Improving Quality with Story Points
Why story point estimates go wrong — cognitive biases and group effects — and a story point 'tax' to drive quality upward.

What are story points
Story points are unit-less numbers based on the relative time and effort to complete a software development task. These numbers are typically not linear; for example, you pick between numbers in the Fibonacci sequence (e.g. 1, 2, 3, 5, 8, 13, …). These numbers are only meaningful to a specific team — they cannot be used to compare teams.
Let’s imagine we’re building a web application for reading and sending emails. A team of developers would split the task of developing said application into distinct high-level chunks, typically called Stories. One of those pieces could be “Ability to compose new emails”. Let’s also assume that this particular team has not changed and previously worked on a similar feature for a bulletin board application, labeled “Ability to compose new threads”. They could estimate it would take the same amount of time and effort again (i.e. “5”). Alternatively, they can estimate a bit less (i.e. “3”) if they take into account code reuse and previous experience, or a bit more because their estimate for the similar feature was too low (i.e. “8”).

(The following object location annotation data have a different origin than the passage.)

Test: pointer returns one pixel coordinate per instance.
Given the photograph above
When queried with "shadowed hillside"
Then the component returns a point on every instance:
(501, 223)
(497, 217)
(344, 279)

The team would work on several of these development tasks and come up with their velocity (i.e. “30”), meaning the number of story points they can complete in a period of time (e.g. every two work-weeks). The ideal case is that eventually this process will give the team a way of estimating how much work they can take on for said period of time. Everyone gets a chance to vote on a number for a particular work item without looking at others’ votes. They also have the opportunity to try to convince their peers that their number is the right choice.
What’s wrong
It turns out that software engineers are notoriously bad at estimating. Agile methodologies bring development teams this idea of story points in order to mitigate that, but in my experience there’s room for improvement.
We can try to find some answers by looking at the cognitive branch of psychology. It studies how people think, including decision making and problem solving. Specifically, there’s a list of cognitive biases to which we are all generally vulnerable.
One of these tendencies to think in a certain way is Rosy Retrospection, which is remembering the past better than it actually was. For example, psychologists interviewed three groups going on different vacations before, during, and after their journeys. Most followed the pattern of initial anticipation, followed by mild disappointment. Generally, most subjects some time later reviewed the events more favorably than they actually experienced them.
Just like that one, there are many others that deal with how we perceive and think about the past. Consistency Bias is incorrectly remembering one’s past attitudes and behavior as resembling present attitudes and behavior. Hindsight Bias is the inclination to see events that have already occurred as being more predictable than they were before they took place. There’s also Egocentric Bias, which is recalling the past in a self-serving manner — for example, remembering one’s code as higher quality than it actually was.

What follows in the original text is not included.